The Tenth Clean Energy Ministerial (CEM10) took up four universal, key themes central to advancing clean energy:
Clean Power, Smarter Use of Energy, Sustainable Clean Energy Financing, and Workforce and Communities.
Ministers called for greater ambition to advance the clean energy transitions, to recognise the value brought about by a diverse workforce, and to take action in the face of growing global energy demand and emissions despite a rise in renewable energy capacity.
The Clean Power/Electric Future session highlighted the need to transform power systems to make them modern, flexible and resilient, with a focus on system integration of energy supply and demand, renewables, flexibility and electrification. CEM Members noted the need to recognise a variety of national approaches to charting a course forward. CEM Members discussed renewable energy as an important source of electricity, regulatory frameworks and market design and frameworks to ramp-up investment in clean energy and associated infrastructure.
The Smarter Energy Use session called on CEM members to double-down on energy efficiency with a focus on products with the highest mitigation potential and hardest to abate sectors (such as heavy industry and heavy duty transport). Energy efficiency policies, processes and tools to accelerate adoption of new technologies and reduce overall energy demand were discussed through a lens of urban communities, with a focus on improving efficiency in buildings and transportation among others. CEM Members recognised the potential for energy efficiency to fast track the global clean energy transition, highlighted their work to advance global market transformation for energy efficient products (e.g. space conditioning, equipment and appliances), and discussed increased collaboration to share best practices and lessons. The need to mobilise private sector capital to accelerate energy efficiency across sectors and standardise approaches to smaller scale financial transactions were also discussed.
The Workforce and Communities: A just and inclusive transition session saw CEM Members highlight the importance of energy transition implications for workforces and communities, and share information to create economic opportunities. There was a shared understanding of the importance of job creation and opportunities for all, including youth education programmes and closing the gender gap by accelerating gender diversity and equality. The World Bank agreed to develop a compendium of best practices to capture experiences of CEM Members on this topic.

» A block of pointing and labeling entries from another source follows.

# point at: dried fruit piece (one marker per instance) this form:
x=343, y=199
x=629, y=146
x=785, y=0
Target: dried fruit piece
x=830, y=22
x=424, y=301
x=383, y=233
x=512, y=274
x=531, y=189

As part of its hosting legacy, Canada tabled gender principles for consideration by future CEM hosts, which were endorsed by Chile as incoming CEM11 host.
The Women in Clean Energy Breakfast celebrated the Equal by 30 campaign achieving over 100 signatories.

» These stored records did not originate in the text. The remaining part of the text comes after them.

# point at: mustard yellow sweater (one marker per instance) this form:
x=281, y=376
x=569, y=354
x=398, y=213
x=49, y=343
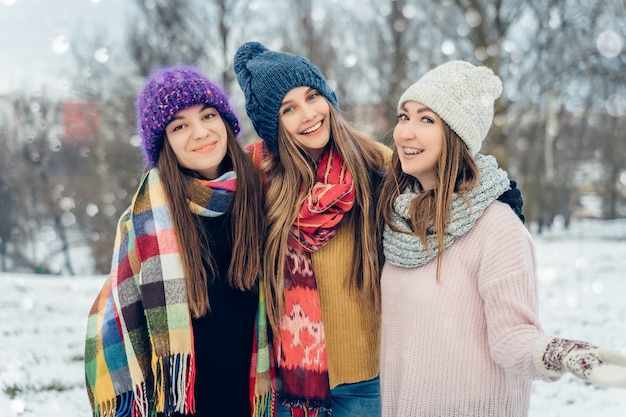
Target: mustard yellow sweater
x=352, y=329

Launch of a new Hydrogen Initiative co-led by Canada, Japan, the European Commission, Netherlands, and the United States, will advance one of the most promising energy carriers of tomorrow.

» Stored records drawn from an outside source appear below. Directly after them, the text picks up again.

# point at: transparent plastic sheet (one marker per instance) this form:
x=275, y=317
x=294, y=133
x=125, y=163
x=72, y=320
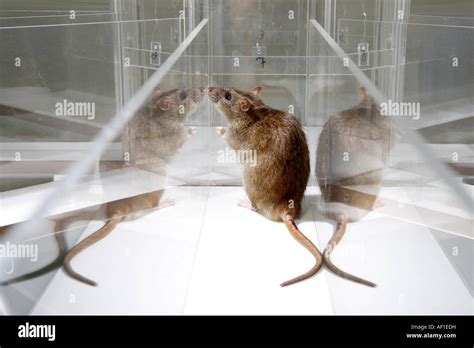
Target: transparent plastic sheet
x=425, y=224
x=87, y=184
x=301, y=74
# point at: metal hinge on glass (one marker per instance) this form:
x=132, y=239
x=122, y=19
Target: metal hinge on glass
x=363, y=54
x=155, y=53
x=261, y=52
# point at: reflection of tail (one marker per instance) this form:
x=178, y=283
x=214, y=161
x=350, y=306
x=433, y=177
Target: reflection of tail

Launch of a new nuclear campaign, co-led by Canada, United Kingdom and the United States, will promote highly flexible, next generation nuclear technologies.
Canada’s focus on people, including youth, gender, Indigenous, and workers resonated with countries; the first ever CEM/MI youth program brought global clean energy leaders together at the Youth Forum, empowering young people as change agents in the clean energy future. 70 youth delegates, from nearly all CEM Member countries, participated in the Youth Forum, which included an innovation jam, a policy hackathon, Ministerial debates and.